I picked up a real nice vintage Fuller ratcheting push screwdriver but it's missing most of its
bits. I contacted the Fuller company that no longer supports their product and who (no exaggeration) offered this advice: "our best suggestion is for you to throw it in a waste-basket." (Hope I never have that ignoramus working customer service for my company).
Anyway...I really like the ratcheting push screwdriver and am looking for suggestions of good ones. My wife is wanting a Christmas list and this is the only thing I can come up with but I would like to get one that has "feel," stability and quality.


----------



## GeorgeC (Jul 30, 2008)

Did you try "googling" the subject? Try it and you will get several hits.

George


----------



## mikeswoods (May 18, 2009)

Look on Ebay--you might have some luck finding bits----I have several in my collection of vintage tools--but I have not used one for over forty years.

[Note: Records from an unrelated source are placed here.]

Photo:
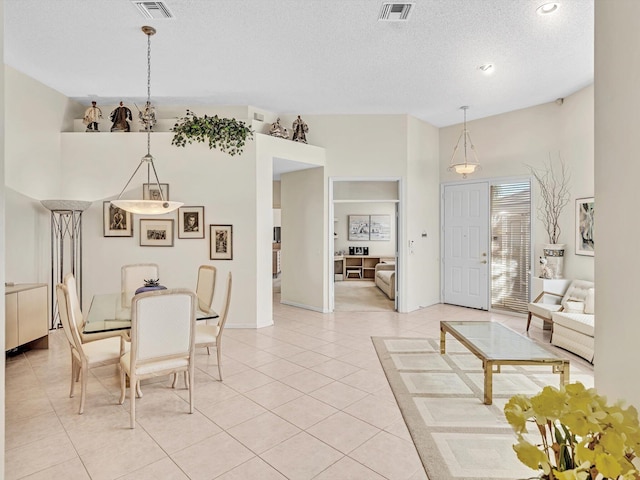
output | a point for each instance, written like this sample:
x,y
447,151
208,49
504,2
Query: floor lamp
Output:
x,y
66,246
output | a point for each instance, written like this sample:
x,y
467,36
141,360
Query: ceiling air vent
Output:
x,y
152,9
395,12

As a kid I drooled over the one my fathers carpenter friend owned---what a time saver---
However, variable speed,reversing drills came on the market---so I never got one until this decade.


----------



## Brian T. (Dec 19, 2012)

I have a Makita reversing cordless with a swivel head. While it ain't a vintage ratchet, I can work in all sorts of awkward corners with ease and satisfaction. Standard hex shank bits but the magnetic socket has always been really weak.


----------



## Bill White 2 (Jun 23, 2012)

Lee Valley has socket adapters that will accept 1/4" modern bits. Might wanna check with them.
Just be sure to know what size shank your push drill needs.
Bill


----------



## woodnthings (Jan 24, 2009)

*that reminds me of ....*

This thread:
http://www.woodworkingtalk.com/f11/yankee-spiral-ratchet-screwdrivers-23180/

and this one:
http://www.woodworkingtalk.com/f11/yankee-drivers-anyone-8246/

Ebay has some bits:
http://www.ebay.com/sch/i.html?_nkw=yankee+screwdriver+bits


----------